Bice, K., & Marotzke, J. (2001). Numerical evidence against reversed thermohaline circulation in the warm Paleocene/Eocene ocean. Journal of Geophysical Research - Oceans, 106(C6), 11529-11542. doi:10.1029/2000JC000561.


Cite as: http://hdl.handle.net/11858/00-001M-0000-0014-3AC6-D
Abstract
The question of whether deep water formation might have occurred in subtropical latitudes in the early Cenozoic is examined through use of a global ocean model forced by mixed boundary conditions. Zonal mean surface temperatures and wind stresses are derived from an atmospheric general circulation model (AGCM) simulation of the warm Paleocene/Eocene boundary interval (similar to 55 Ma) and are held constant for a series of sensitivity tests. The control case for moisture flux (evaporation minus precipitation, E-P), also derived from the AGCM, is perturbed sd that the subtropical evaporation increases and high-latitude precipitation increases.
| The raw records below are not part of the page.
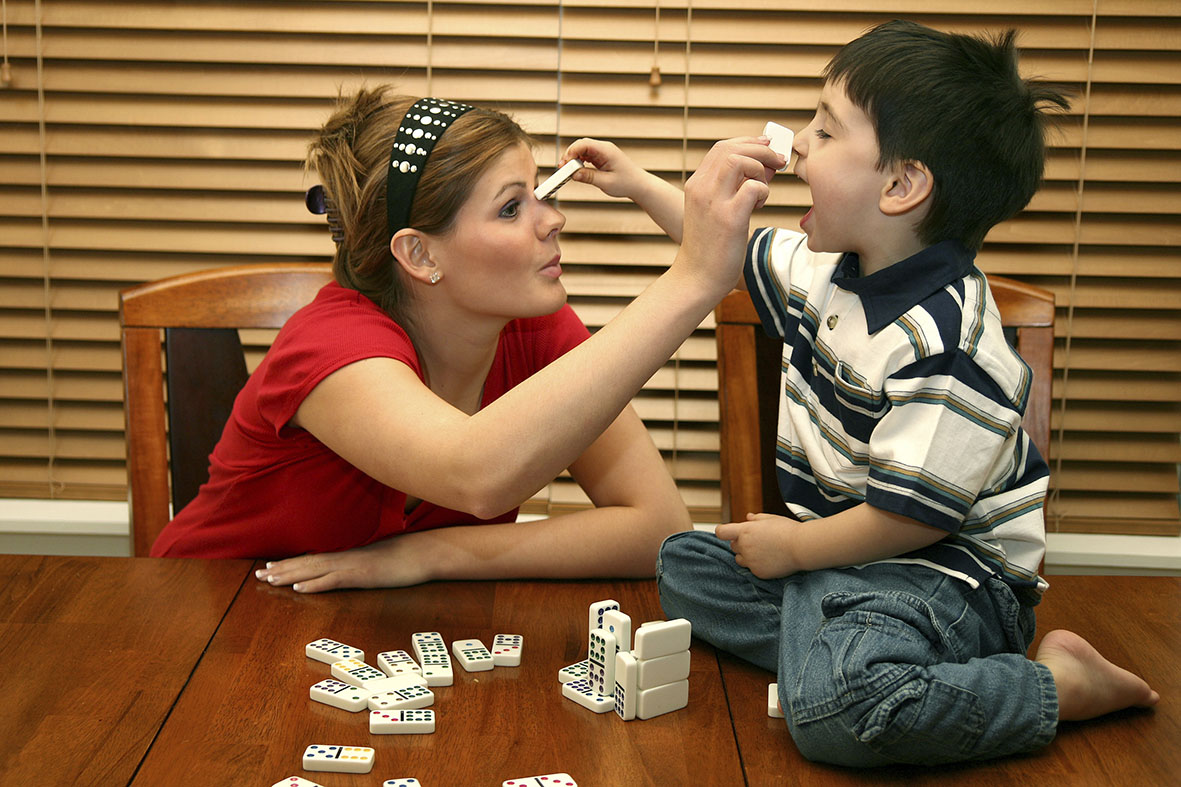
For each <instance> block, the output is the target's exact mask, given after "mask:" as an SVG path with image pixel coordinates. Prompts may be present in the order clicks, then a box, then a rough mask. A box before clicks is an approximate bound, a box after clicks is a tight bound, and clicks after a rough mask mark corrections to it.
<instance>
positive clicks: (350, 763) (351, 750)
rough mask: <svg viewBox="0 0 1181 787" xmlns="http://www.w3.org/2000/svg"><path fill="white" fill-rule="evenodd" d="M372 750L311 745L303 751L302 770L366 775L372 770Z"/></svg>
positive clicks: (342, 747) (319, 744)
mask: <svg viewBox="0 0 1181 787" xmlns="http://www.w3.org/2000/svg"><path fill="white" fill-rule="evenodd" d="M373 755H374V752H373V749H371V748H368V747H367V746H325V744H324V743H313V744H312V746H309V747H307V748H306V749H304V770H332V772H335V773H368V772H370V770H372V769H373Z"/></svg>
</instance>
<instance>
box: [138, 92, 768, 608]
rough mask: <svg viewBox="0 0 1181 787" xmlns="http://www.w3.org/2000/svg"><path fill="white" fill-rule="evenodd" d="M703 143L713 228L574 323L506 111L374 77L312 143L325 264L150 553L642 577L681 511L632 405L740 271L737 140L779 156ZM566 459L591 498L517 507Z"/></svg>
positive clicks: (542, 215) (750, 169)
mask: <svg viewBox="0 0 1181 787" xmlns="http://www.w3.org/2000/svg"><path fill="white" fill-rule="evenodd" d="M719 148H722V151H718V150H716V151H713V152H711V157H707V161H706V163H707V164H709V168H707V169H709V170H710V174H709V175H707V176H703V177H702V178H700V181H699V184H698V186H699V188H698V187H694V186H690V188H687V191H686V193H687V194H689V196H687V199H686V212H687V215H691V216H697V215H700V217H702V219H703V225H706V230H705V232H702V233H691V232H686V242H685V245H684V246H683V249H681V253H680V254H679V255H678V260H677V262H674V265H673V266H672V267H671V268H670V271H668V272H666V273H665V274H664V275H663V277H661V278H660V279H659V280H658V281H657V282H655V284H654V285H653V286H652V287H650V290H648V291H647V292H645V293H644V294H641V295H640V297H639V298H638V299H637V301H634V303H633V305H631V306H629V307H628V308H627V310H625V311H624V312H622V313H621V314H620V316H619V317H618V318H616V319H615V320H613V321H612V324H609V325H608V326H606V327H603V329H602V330H601V331H600V332H599V334H596V336H595V337H594V338H592V339H587V331H586V329H585V327H583V326H582V325H581V324H580V323H579V321H578V319H576V318H575V317H574V314H573V312H572V311H570V310H569V307H568V306H566V292H565V290H563V288H562V285H561V281H560V278H559V277H560V274H561V265H560V259H561V255H560V252H559V246H557V233H559V230H560V229H561V228H562V226H563V223H565V217H563V216H562V215H561V214H560V213H559V212H557V210H556V209H555V208H554V207H553V206H552V204H550V203H548V202H542V201H539V200H537V199H536V197H534V195H533V188H534V186H535V182H536V165H535V164H534V161H533V154H531V149H530V147H529V137H528V136H527V135H526V134H524V131H522V130H521V129H520V126H517V125H516V124H515V123H514V122H513V121H511V119H509V118H508V117H505V116H503V115H501V113H500V112H495V111H491V110H485V109H478V108H471V106H468V105H461V104H454V103H450V102H441V100H436V99H420V100H418V102H415V100H413V99H412V98H403V97H397V96H393V95H392V93H391V92H390V91H389V90H387V89H384V87H383V89H374V90H361V91H360V92H359V93H357V95H355V96H354V97H352V98H351V99H347V100H344V102H342V103H341V105H340V106H339V108H338V110H337V112H335V113H334V115H333V116H332V117H331V118H329V121H328V122H327V124H326V125H325V126H324V129H322V130H321V131H320V134H319V135H318V137H317V138H315V139H314V141H313V142H312V144H311V148H309V164H311V165H313V167H314V168H315V169H317V171H318V173H319V175H320V180H321V181H322V183H324V187H322V188H324V194H325V203H326V209H327V214H328V225H329V227H331V228H332V232H333V238H334V239H335V240H337V254H335V258H334V261H333V273H334V278H335V282H333V284H329V285H327V286H326V287H324V290H322V291H321V292H320V293H319V294H318V297H317V299H315V300H314V301H313V303H312V304H311V305H309V306H307V307H305V308H304V310H300V312H298V313H296V314H295V316H293V317H292V319H291V320H289V321H288V324H287V325H286V326H285V327H283V330H282V331H281V332H280V334H279V337H278V338H276V340H275V343H274V345H273V347H272V349H270V351H269V352H268V353H267V357H266V358H265V359H263V362H262V364H261V365H260V366H259V369H257V370H256V371H255V372H254V375H252V377H250V379H249V382H248V383H247V385H246V388H244V389H243V390H242V392H241V395H240V396H239V398H237V401H236V402H235V406H234V412H233V415H231V416H230V419H229V422H228V424H227V427H226V430H224V432H223V435H222V438H221V441H220V442H218V444H217V447H216V449H215V450H214V454H213V456H211V466H210V480H209V482H208V483H207V484H204V486H203V487H202V489H201V492H200V494H198V495H197V497H196V500H194V501H193V502H191V503H190V505H189V506H187V507H185V508H184V509H183V510H182V512H181V513H180V514H178V515H177V516H176V518H175V519H174V520H172V521H171V522H170V523H169V525H168V526H167V527H165V529H164V531H163V533H162V534H161V536H159V539H158V540H157V542H156V544H155V546H154V547H152V554H154V555H174V557H209V558H214V557H275V558H285V559H282V560H278V561H275V562H270V564H268V565H267V567H266V568H263V570H260V571H259V572H257V575H259V579H261V580H263V581H268V583H270V584H274V585H292V586H293V587H294V590H296V591H298V592H317V591H322V590H329V588H334V587H365V586H400V585H409V584H416V583H420V581H428V580H431V579H457V578H463V579H484V578H502V577H587V575H633V577H639V575H644V577H650V575H652V574H653V572H654V560H655V553H657V548H658V546H659V544H660V541H661V540H663V539H664V536H666V535H667V534H670V533H672V532H676V531H679V529H685V528H686V527H689V526H690V520H689V515H687V513H686V510H685V506H684V503H683V501H681V500H680V497H679V495H678V493H677V489H676V486H674V484H673V482H672V480H671V479H670V477H668V474H667V471H666V470H665V467H664V463H663V460H661V457H660V455H659V451H657V449H655V447H654V445H653V444H652V441H651V438H650V437H648V435H647V432H646V430H645V428H644V424H642V423H641V422H640V419H639V417H638V416H637V415H635V412H634V411H633V410H632V409H631V406H629V404H628V402H629V399H631V397H632V396H634V394H635V392H637V391H638V390H639V388H640V386H641V385H642V384H644V381H646V379H647V378H648V377H650V376H651V375H652V373H653V372H654V371H655V370H657V369H658V368H659V366H660V364H661V363H663V362H664V360H665V359H667V358H668V356H670V355H671V353H672V352H673V351H674V350H676V349H677V346H679V344H680V343H681V342H683V340H684V339H685V337H686V336H689V333H690V332H691V331H692V330H693V329H694V327H696V326H697V325H698V324H699V321H700V320H702V319H703V318H704V317H705V314H706V313H707V312H709V311H710V308H711V307H712V305H713V304H715V303H717V300H718V299H719V298H720V297H722V295H723V294H724V293H725V292H726V291H727V290H729V287H730V285H732V284H733V281H735V280H736V279H737V274H738V269H739V265H740V258H742V248H743V245H744V240H745V232H746V223H748V221H749V214H750V212H751V209H752V208H753V207H755V204H756V203H761V202H762V201H763V200H765V191H766V186H765V180H766V177H768V170H766V165H768V164H765V163H759V161H756V160H755V158H752V157H751V155H755V156H761V157H763V158H766V160H768V161H769V162H770V165H774V163H775V162H774V154H770V152H768V151H766V148H765V145H763V144H761V143H758V142H748V143H745V144H737V143H735V144H730V145H727V147H726V145H719ZM739 149H742V150H745V154H743V152H740V151H739ZM704 169H706V167H705V165H703V170H704ZM387 174H389V176H387ZM698 206H700V209H699V210H698V209H697V208H698ZM736 213H737V215H738V219H737V220H736V219H735V215H736ZM687 223H689V222H686V225H687ZM711 266H712V268H715V269H711ZM566 468H569V471H570V474H572V475H573V477H574V479H575V480H576V481H578V482H579V484H580V486H581V487H582V488H583V489H585V490H586V493H587V495H588V496H589V499H591V500H592V502H593V503H594V506H595V507H594V508H593V509H589V510H585V512H578V513H574V514H567V515H562V516H555V518H552V519H548V520H543V521H537V522H528V523H518V522H516V521H515V519H516V508H517V506H520V503H521V502H522V501H524V500H527V499H528V497H529V496H530V495H533V494H534V493H535V492H537V490H539V489H541V488H542V487H544V486H546V484H547V483H548V482H550V481H552V480H553V479H554V477H555V476H556V475H557V474H559V473H561V471H562V470H563V469H566ZM306 553H311V554H306ZM294 555H301V557H294Z"/></svg>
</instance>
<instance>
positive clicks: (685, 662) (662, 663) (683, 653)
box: [635, 650, 690, 689]
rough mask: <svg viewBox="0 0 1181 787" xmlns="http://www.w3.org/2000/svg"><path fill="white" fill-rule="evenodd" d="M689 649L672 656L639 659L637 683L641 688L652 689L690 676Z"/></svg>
mask: <svg viewBox="0 0 1181 787" xmlns="http://www.w3.org/2000/svg"><path fill="white" fill-rule="evenodd" d="M689 658H690V656H689V651H687V650H681V651H677V652H676V653H672V655H670V656H659V657H657V658H645V659H642V661H638V662H637V664H638V666H637V676H635V685H637V688H639V689H651V688H653V687H658V685H664V684H665V683H676V682H677V681H684V679H685V678H687V677H689Z"/></svg>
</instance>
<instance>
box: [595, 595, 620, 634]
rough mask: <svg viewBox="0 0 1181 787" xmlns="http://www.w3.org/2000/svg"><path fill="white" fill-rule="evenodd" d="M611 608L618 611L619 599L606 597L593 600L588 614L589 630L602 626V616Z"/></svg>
mask: <svg viewBox="0 0 1181 787" xmlns="http://www.w3.org/2000/svg"><path fill="white" fill-rule="evenodd" d="M611 610H615V611H619V601H616V600H615V599H613V598H607V599H603V600H601V601H595V603H594V604H592V605H591V616H589V626H588V630H589V631H594V630H595V629H601V627H602V616H603V614H605V613H607V612H608V611H611Z"/></svg>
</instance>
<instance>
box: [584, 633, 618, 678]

A dramatic response is seen in the temperature and salinity structure of the model ocean, but the perturbation does not result in deep convection in subtropical latitudes. In all cases, bottom water is formed in the southern high latitudes, and the global meridional overturning is characterized by a strongly asymmetric circulation, No multiple equilibria have been found fdr any particular E-P configuration. In the most extreme case (5 times the control E-P) the model oscillates between meridional overturning circulation "on" and "off," Shorter-lived thermohaline slowing and reinvigoration are observed as a transient response under less extreme E-P perturbations. Despite the high evaporation implied in the perturbation experiments, mean mixed layer salinities in the subtropics do not rise much above the control case because of efficient removal of salt (and heat) through deepened subduction beneath the subtropical gyres. The sensitivity of the results to the parameterization of continental runoff and the specified diapycnal mixing coefficient (K,) are also examined. Distributing runoff purely zonally, rather than globally, has approximately the same effect as a 50% increase in the strength of the hydrologic cycle. Decreasing K(v) to 0.3 cm(2) s(-1) from the standard value of 1.0 cm(2) s(-1) increases the sensitivity to an increased hydrologic cycle considerably, but in no case does low-latitude deep water formation occur, indicating that subtropical bottom water formation is implausible in a model with some degree of realism. These experiments support changes in moisture flux as a mechanism for ocean warming (largely in the thermocline through intermediate water depths), but the process involved is deepened subtropical subduction and not subtropical deep water formation.